Side Effect Profiles
Bacitracin is extremely well-tolerated. Topical use rarely causes systemic toxicity. Occasional allergic contact dermatitis is the main concern.
Bortezomib carries significant toxicity risks, including:
- Peripheral neuropathy (nerve damage in extremities)
- Thrombocytopenia (low platelet count)
- Gastrointestinal effects
- Fatigue
These are managed through careful dosing and monitoring, and the benefits in cancer treatment typically outweigh risks.
Cost and Accessibility
Bacitracin is inexpensive and widely available over-the-counter in North America.
Bortezomib is a high-cost specialty oncology drug, typically given in hospital or infusion clinic settings, and requires oncologist oversight.
Patient Populations: Who Uses Each?
Bacitracin Users
- Anyone with minor cuts, scrapes, or wounds wanting to prevent infection
- Patients with surgical wounds requiring topical antibiotic coverage
- People with superficial skin infections (impetigo, folliculitis)
- Athletes, outdoor enthusiasts, and anyone prone to minor injuries
Backtracin is a preventive and minor infection tool, not a systemic solution.
Bortezomib Users
- Patients newly diagnosed with multiple myeloma (often frontline therapy)
- Relapsed or refractory myeloma patients (when first-line therapy fails)
- Mantle cell lymphoma patients (especially relapsed/refractory)
- People with rare blood cancers like light-chain amyloidosis
Bortezomib is strictly an oncology drug used under specialist care with careful monitoring.
Regulatory Comparison
| Aspect | Bacitracin | Bortezomib | |--------|-----------|----------| | FDA (US) | Approved | Approved | | EMA (EU) | Not authorised | Authorised | | Health Canada | Approved | Approved | | Clinical Trials | 40 | 1,000+ | | Evidence Grade | A | A | | Year Approved (FDA) | 1948 | 2003 |
Backtracin's absence from the EMA likely reflects its niche use case and the availability of alternative topical antibiotics in Europe. Bortezomib's broader authorisation underscores its significance in oncology globally.

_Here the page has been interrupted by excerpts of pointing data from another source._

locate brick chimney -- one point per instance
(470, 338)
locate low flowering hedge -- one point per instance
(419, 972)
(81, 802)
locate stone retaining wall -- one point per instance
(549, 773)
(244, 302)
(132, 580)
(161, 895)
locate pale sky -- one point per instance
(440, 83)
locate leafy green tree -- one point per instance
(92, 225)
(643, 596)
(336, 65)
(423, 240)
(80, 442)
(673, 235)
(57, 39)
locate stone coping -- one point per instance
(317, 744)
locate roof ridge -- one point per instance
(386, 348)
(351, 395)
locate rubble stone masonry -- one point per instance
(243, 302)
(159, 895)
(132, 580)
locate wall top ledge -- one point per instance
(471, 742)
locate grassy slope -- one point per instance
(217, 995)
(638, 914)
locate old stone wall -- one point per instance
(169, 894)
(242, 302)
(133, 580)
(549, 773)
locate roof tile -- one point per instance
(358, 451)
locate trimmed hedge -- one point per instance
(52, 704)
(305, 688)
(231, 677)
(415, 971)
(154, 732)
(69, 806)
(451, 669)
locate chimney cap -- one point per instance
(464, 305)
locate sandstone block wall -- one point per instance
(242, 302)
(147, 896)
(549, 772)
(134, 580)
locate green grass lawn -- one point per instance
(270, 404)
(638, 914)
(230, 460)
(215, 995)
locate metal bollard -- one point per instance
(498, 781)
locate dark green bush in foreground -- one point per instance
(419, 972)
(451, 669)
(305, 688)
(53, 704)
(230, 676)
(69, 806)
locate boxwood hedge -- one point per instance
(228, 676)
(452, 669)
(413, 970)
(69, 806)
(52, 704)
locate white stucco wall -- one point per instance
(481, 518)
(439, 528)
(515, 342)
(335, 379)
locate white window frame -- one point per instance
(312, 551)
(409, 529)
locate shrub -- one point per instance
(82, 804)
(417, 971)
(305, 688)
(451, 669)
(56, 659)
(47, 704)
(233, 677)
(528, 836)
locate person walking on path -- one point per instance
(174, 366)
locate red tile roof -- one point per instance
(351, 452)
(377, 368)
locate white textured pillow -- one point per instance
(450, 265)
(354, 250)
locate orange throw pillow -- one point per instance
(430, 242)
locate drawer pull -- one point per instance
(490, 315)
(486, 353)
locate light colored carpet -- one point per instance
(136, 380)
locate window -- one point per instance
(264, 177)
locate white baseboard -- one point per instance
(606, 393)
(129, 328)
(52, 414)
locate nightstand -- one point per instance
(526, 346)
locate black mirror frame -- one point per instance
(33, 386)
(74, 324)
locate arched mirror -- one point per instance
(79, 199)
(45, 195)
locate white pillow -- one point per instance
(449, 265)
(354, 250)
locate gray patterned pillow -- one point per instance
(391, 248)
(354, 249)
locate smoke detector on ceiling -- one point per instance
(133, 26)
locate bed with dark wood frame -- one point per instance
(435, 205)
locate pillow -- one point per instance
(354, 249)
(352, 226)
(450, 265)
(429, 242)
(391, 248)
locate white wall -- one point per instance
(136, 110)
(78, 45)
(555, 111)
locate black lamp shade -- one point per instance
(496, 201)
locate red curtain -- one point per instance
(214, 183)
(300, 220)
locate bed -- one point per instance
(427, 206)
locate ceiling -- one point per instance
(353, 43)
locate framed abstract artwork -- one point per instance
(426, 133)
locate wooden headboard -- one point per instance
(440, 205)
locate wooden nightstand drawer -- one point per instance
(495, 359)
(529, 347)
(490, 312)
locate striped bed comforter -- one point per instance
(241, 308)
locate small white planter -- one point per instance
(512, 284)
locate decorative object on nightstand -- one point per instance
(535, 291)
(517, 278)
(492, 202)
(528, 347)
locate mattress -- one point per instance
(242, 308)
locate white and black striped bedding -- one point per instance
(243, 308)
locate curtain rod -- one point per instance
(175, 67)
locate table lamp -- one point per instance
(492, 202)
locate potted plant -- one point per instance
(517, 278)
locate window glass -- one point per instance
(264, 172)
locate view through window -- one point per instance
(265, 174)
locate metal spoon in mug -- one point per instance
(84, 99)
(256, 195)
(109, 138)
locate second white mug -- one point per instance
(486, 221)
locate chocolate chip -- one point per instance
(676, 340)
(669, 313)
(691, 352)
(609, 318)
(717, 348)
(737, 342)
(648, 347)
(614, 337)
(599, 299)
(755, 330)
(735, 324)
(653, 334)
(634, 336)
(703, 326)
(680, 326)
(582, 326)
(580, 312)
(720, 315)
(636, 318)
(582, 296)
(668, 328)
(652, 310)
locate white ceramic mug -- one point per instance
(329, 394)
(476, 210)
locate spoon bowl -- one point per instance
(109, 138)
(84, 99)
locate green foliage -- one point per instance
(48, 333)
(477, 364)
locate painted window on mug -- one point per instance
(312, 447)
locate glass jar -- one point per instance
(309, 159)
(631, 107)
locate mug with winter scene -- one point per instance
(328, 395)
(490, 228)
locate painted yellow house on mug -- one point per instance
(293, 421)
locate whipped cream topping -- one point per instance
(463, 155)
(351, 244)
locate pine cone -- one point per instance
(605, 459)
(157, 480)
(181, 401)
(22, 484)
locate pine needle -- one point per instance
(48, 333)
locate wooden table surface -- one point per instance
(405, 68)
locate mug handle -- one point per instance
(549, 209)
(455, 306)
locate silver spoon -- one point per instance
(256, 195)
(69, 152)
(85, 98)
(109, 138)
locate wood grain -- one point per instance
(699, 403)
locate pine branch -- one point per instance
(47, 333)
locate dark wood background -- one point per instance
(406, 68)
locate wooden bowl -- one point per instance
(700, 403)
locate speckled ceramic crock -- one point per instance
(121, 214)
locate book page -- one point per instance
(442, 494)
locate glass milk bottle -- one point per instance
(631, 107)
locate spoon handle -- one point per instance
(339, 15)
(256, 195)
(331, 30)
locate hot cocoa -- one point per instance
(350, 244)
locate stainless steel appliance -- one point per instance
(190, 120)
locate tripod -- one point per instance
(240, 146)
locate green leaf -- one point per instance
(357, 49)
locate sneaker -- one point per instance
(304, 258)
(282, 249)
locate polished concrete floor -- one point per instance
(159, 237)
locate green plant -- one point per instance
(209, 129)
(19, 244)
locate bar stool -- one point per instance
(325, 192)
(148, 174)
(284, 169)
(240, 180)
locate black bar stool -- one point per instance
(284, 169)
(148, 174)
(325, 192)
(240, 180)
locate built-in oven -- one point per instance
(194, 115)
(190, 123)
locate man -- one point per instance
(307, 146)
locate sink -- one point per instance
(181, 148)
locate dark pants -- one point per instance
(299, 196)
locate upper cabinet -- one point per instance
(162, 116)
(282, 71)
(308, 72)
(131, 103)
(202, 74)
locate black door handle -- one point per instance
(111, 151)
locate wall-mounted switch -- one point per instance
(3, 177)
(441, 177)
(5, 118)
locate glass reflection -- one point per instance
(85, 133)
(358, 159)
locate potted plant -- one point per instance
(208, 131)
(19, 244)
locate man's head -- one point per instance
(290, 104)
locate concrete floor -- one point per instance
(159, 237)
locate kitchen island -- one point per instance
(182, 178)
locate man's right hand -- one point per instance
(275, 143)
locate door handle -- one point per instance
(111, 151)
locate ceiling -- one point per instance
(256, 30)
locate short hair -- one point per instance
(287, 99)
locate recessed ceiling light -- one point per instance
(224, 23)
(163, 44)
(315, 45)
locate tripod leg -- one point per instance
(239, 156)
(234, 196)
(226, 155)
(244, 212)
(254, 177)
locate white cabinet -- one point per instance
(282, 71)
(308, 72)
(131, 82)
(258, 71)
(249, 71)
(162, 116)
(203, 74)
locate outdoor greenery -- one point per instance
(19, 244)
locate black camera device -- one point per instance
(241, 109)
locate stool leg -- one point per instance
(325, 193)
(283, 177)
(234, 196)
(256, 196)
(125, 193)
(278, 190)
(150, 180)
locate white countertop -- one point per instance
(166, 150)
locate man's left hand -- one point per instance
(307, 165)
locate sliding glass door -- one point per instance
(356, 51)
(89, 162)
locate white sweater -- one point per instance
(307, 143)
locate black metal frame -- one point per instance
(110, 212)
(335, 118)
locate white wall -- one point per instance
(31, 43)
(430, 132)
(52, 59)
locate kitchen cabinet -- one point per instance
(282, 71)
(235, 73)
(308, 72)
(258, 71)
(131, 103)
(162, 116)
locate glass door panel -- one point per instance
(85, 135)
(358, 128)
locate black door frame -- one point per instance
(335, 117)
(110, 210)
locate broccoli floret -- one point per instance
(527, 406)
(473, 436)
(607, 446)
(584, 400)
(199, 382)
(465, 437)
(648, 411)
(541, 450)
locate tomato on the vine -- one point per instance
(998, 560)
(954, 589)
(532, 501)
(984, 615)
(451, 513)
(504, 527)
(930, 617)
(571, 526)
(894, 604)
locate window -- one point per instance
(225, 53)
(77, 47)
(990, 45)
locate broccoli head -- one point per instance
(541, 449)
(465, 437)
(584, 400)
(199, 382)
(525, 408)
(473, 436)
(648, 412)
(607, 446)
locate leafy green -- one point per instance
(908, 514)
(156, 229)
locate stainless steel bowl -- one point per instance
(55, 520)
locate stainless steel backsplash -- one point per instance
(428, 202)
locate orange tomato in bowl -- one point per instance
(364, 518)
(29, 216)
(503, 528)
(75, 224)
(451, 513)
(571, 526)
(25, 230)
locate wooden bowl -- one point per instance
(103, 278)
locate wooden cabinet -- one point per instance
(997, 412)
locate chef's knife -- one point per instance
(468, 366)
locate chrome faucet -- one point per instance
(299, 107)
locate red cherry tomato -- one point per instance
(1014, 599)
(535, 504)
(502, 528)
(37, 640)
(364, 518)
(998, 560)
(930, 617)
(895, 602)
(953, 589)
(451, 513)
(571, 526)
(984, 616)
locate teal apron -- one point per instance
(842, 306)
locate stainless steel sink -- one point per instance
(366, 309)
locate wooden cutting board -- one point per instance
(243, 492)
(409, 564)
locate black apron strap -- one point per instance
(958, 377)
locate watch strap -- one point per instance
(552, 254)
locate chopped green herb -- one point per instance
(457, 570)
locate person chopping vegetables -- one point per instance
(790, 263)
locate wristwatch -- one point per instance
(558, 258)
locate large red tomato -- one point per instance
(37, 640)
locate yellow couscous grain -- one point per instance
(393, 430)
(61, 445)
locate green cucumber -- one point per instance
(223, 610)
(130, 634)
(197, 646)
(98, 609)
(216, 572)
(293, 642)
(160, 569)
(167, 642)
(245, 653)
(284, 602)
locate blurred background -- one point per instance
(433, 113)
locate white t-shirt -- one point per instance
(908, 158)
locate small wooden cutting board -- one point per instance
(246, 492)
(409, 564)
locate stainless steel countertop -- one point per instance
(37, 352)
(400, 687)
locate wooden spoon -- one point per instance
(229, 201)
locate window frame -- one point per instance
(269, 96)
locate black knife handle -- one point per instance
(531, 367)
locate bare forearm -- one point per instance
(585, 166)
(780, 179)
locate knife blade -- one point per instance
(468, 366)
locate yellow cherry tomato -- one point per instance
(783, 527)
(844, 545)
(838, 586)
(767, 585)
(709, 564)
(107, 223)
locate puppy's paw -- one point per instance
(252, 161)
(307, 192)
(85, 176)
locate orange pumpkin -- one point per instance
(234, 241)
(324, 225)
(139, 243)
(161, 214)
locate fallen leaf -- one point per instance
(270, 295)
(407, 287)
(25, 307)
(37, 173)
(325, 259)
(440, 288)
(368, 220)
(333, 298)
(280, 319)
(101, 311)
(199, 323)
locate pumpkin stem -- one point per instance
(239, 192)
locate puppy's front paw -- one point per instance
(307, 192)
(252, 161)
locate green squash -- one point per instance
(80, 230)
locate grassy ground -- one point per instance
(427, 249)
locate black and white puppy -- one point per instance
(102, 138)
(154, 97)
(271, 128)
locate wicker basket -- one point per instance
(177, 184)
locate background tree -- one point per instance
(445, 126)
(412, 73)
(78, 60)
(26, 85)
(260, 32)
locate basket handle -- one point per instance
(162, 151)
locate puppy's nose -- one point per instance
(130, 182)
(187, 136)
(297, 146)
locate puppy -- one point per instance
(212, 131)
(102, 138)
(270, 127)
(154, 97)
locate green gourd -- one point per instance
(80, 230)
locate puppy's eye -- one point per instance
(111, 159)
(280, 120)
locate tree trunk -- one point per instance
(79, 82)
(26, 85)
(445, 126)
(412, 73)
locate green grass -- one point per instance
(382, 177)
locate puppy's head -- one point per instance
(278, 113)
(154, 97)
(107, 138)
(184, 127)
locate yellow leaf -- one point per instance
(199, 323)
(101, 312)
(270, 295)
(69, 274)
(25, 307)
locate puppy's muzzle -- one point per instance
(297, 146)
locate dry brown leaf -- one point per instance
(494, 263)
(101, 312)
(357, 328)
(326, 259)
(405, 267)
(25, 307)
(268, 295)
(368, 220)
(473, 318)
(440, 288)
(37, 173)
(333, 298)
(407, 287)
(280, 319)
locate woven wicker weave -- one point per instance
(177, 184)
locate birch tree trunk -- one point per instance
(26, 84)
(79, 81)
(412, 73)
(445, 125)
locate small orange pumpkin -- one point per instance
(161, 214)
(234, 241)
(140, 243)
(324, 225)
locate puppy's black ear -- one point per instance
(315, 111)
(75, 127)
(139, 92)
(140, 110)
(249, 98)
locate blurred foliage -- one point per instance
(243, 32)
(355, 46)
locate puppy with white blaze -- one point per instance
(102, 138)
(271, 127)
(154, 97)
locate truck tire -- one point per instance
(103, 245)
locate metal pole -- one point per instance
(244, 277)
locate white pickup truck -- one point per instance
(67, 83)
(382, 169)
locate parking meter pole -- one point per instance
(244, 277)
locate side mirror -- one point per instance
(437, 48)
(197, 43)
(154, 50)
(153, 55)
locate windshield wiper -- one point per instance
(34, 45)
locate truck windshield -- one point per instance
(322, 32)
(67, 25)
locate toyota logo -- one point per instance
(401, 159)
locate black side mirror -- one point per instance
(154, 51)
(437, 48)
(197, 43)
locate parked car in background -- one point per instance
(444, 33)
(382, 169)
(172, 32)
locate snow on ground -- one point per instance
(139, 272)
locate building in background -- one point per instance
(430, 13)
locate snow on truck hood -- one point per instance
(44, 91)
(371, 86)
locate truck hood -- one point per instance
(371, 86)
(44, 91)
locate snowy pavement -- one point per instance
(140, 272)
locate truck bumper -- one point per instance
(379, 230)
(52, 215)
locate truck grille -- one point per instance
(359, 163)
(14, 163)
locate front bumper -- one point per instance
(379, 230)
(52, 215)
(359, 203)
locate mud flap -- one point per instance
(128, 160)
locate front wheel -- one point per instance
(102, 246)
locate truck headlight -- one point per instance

Can You Use Them Together?
No clinical scenario combines bacitracin and bortezomib therapeutically. They operate in completely separate medical domains. However, a cancer patient on bortezomib could use bacitracin ointment for a minor skin wound—there would be no drug interaction, but bortezomib suppresses immune function, so even minor wounds warrant closer monitoring.
Related Peptide Compounds
If you're exploring peptide-based therapies:
- Vancomycin — another cyclic peptide antibiotic, used systemically for serious bacterial infections where bacitracin won't work
- Daptomycin — a lipopeptide antibiotic for bloodstream and skin infections
- Carfilzomib — another proteasome inhibitor in the same drug class as bortezomib, used in multiple myeloma
For more context on how peptides work in medicine, see our guides on peptide antibiotics and proteasome inhibitors.
Bottom Line
Backtracin and bortezomib share only their peptide origin—they're tools for completely different problems. Bacitracin is a decades-old topical antibiotic for minor wounds. Bortezomib is a modern, high-impact cancer drug for blood malignancies. Neither is a substitute for the other, and they serve entirely different patient populations. If you're deciding between them, the context of your situation (minor infection vs. cancer diagnosis) makes the choice obvious.